Barrio Italia dejó de ser sólo anticuarios y cafés con torta de mil hojas. En las últimas dos temporadas, una nueva generación de cocineros se instaló entre las calles Condell, Girardi y Caupolicán con una idea clara: bistrós pequeños, cartas breves, producto chileno y una noción distinta del lujo, más cercana al de una mesa bien puesta que al de un mantel almidonado.
Una escala más humana
Lo primero que llama la atención es la escala. Ninguno de estos lugares supera las cuarenta sillas. La cocina se ve, el servicio conoce el producto y la carta cambia con la temporada, a veces con la semana. Hay guiños al bistró francés —pan tibio con mantequilla batida a mano, un buen paté, vino por copa servido con generosidad— pero el acento es local: erizos de Quintay, cordero de Magallanes, tomates de Limache cuando corresponde y no antes.
Los nombres a seguir
Demencia. Doce sillas frente a una barra de cemento pulido. Rocío Herrera, ex Boragó, propone un menú de cuatro tiempos que se decide al momento, según lo que llegó ese día de la feria. La botillería es minúscula y bien elegida: naranjos del Itata, un jerez seco, un solo champagne.
Casa Girardi. Un bistró clásico en una casa de 1920 restaurada con criterio. Steak tartare cortado a cuchillo, papas soufflé y una tabla de quesos chilenos que rota cada mes. Ideal para almuerzos largos de sábado.
La Pequeña. Cocina de mercado con influencia italiana. Pasta fresca hecha a la vista, focaccia caliente, una carta de vinos naturales chilenos que vale el desvío. Reserva imprescindible.

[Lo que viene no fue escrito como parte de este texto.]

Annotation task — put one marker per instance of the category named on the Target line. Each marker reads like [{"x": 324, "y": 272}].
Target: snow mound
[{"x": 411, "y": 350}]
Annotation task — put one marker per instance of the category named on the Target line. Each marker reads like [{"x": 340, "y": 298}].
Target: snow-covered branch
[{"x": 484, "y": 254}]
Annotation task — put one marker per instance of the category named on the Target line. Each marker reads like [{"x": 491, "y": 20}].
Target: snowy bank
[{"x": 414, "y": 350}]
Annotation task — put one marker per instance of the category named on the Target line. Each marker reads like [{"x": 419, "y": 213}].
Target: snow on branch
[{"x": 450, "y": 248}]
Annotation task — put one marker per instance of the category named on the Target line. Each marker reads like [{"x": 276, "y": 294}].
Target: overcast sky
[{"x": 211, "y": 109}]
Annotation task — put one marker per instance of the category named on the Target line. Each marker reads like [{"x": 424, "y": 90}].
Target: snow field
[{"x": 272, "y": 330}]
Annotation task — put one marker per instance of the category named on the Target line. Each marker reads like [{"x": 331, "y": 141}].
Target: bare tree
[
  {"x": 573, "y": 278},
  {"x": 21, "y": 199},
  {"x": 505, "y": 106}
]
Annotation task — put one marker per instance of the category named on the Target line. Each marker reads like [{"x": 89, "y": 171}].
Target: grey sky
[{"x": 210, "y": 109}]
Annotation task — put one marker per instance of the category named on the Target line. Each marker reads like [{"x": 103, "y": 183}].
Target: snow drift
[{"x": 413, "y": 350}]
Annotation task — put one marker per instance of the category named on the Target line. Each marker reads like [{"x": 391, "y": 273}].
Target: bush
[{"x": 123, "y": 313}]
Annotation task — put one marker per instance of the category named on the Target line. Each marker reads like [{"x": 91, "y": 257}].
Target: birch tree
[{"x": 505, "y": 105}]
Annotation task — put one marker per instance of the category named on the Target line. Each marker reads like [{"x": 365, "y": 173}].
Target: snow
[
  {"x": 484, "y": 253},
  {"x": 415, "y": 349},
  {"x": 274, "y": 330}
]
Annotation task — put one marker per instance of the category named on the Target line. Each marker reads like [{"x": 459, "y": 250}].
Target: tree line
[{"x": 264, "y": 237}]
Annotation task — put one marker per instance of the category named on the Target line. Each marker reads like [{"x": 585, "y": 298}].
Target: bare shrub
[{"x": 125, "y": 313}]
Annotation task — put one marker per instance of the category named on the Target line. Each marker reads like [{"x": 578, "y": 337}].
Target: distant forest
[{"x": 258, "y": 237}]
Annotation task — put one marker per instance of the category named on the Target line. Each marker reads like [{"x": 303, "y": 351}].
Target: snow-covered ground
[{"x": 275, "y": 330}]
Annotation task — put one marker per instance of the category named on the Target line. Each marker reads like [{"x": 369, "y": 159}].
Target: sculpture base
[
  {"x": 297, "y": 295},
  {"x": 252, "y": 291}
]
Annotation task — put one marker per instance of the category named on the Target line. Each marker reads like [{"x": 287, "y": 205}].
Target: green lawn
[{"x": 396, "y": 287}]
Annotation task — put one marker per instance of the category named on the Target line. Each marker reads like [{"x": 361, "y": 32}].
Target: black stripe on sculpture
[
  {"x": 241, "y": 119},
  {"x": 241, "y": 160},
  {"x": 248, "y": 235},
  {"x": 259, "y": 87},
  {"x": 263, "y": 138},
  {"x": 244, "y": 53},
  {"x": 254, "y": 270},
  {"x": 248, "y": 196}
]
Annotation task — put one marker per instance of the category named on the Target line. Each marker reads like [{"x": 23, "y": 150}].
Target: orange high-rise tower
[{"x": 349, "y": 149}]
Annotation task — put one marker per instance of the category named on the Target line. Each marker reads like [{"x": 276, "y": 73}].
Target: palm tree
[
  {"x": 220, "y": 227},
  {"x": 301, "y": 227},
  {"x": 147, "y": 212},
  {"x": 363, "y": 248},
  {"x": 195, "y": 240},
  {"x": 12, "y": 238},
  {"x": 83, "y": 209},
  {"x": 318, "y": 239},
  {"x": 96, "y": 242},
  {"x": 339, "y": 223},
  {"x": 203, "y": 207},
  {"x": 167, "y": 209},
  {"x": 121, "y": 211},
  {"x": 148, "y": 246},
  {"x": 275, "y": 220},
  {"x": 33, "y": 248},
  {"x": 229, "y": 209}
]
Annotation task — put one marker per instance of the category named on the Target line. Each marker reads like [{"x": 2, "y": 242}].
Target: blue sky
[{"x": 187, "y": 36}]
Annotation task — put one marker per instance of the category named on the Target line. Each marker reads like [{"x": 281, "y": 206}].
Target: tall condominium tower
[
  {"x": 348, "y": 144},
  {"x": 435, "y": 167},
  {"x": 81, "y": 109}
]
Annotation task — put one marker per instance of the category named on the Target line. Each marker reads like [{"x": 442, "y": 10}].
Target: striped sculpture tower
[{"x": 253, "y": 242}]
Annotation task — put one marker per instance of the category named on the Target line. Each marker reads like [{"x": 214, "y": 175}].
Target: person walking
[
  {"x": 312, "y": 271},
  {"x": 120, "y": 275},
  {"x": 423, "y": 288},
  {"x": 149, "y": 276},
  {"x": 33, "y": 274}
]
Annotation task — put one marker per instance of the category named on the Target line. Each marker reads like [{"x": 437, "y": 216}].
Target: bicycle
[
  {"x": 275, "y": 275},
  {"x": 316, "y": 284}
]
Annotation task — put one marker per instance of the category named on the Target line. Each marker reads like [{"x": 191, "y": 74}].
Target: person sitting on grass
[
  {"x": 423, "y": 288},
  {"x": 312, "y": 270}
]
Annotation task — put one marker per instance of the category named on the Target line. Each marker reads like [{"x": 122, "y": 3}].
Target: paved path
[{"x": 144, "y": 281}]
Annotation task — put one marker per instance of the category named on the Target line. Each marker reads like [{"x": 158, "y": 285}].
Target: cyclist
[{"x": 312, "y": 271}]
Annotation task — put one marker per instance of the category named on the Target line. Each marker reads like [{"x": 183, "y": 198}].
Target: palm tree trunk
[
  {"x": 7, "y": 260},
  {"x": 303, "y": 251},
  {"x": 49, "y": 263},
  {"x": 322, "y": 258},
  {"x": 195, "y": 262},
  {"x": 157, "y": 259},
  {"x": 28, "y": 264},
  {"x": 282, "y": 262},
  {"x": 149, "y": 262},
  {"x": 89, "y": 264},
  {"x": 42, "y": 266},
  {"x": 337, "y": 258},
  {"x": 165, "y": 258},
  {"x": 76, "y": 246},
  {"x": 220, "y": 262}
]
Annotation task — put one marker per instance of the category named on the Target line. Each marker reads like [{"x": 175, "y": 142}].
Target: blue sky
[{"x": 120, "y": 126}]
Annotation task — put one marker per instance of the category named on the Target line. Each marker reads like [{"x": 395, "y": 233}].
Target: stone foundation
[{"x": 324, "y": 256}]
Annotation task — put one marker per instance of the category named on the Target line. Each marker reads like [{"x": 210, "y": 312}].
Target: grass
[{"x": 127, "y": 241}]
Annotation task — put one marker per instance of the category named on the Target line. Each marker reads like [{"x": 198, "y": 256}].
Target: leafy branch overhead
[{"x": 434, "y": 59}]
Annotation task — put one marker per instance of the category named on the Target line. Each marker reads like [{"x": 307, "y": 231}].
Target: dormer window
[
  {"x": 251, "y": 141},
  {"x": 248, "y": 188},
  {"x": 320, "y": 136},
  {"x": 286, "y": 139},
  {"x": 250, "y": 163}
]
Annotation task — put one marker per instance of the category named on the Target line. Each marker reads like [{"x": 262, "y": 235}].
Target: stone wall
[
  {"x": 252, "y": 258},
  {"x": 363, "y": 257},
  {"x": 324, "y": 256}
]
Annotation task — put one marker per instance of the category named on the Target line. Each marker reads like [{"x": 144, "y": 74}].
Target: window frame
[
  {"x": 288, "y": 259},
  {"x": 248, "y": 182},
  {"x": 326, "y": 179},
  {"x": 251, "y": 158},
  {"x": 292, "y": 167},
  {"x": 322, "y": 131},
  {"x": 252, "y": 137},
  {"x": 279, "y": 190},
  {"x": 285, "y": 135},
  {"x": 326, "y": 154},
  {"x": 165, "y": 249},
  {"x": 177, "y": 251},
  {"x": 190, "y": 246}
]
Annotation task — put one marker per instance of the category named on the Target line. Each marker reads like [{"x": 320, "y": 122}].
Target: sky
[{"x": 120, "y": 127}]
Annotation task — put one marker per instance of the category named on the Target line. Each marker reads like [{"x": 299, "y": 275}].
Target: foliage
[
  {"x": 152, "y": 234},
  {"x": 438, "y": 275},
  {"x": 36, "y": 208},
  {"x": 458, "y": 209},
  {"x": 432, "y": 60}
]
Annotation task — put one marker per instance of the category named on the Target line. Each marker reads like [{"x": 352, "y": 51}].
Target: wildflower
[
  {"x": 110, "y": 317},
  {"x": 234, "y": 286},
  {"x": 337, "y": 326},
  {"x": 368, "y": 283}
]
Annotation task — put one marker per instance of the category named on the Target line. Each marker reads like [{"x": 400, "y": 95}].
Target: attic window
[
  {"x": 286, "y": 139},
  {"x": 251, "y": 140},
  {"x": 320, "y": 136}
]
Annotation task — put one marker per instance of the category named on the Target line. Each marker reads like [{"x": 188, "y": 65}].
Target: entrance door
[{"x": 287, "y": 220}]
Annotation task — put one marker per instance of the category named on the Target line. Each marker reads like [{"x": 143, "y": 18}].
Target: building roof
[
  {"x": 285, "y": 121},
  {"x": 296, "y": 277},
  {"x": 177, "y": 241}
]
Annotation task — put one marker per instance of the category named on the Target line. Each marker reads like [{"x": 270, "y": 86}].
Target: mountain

Ostra & Vermut. Barra de ostras del sur, vermut de la casa preparado en pequeñas cantidades y una sola mesa comunal para diez. Se abre sólo de jueves a sábado.
Un nuevo lujo
Lo que une a estos lugares no es un estilo, sino una actitud. La idea de que comer bien no requiere mantel largo ni carta con veinte platos, sino un cocinero que piense, un vino que acompañe y un servicio que no interrumpa. Es, quizás, la definición más honesta de bistró: un lugar al que se puede volver el martes.
Barrio Italia, sin proponérselo, se convirtió en el laboratorio donde esa idea se está probando en Santiago. Vale la pena caminar sus cuadras un jueves por la noche, sin reserva, y dejarse tentar por la primera cocina que huela a mantequilla dorada.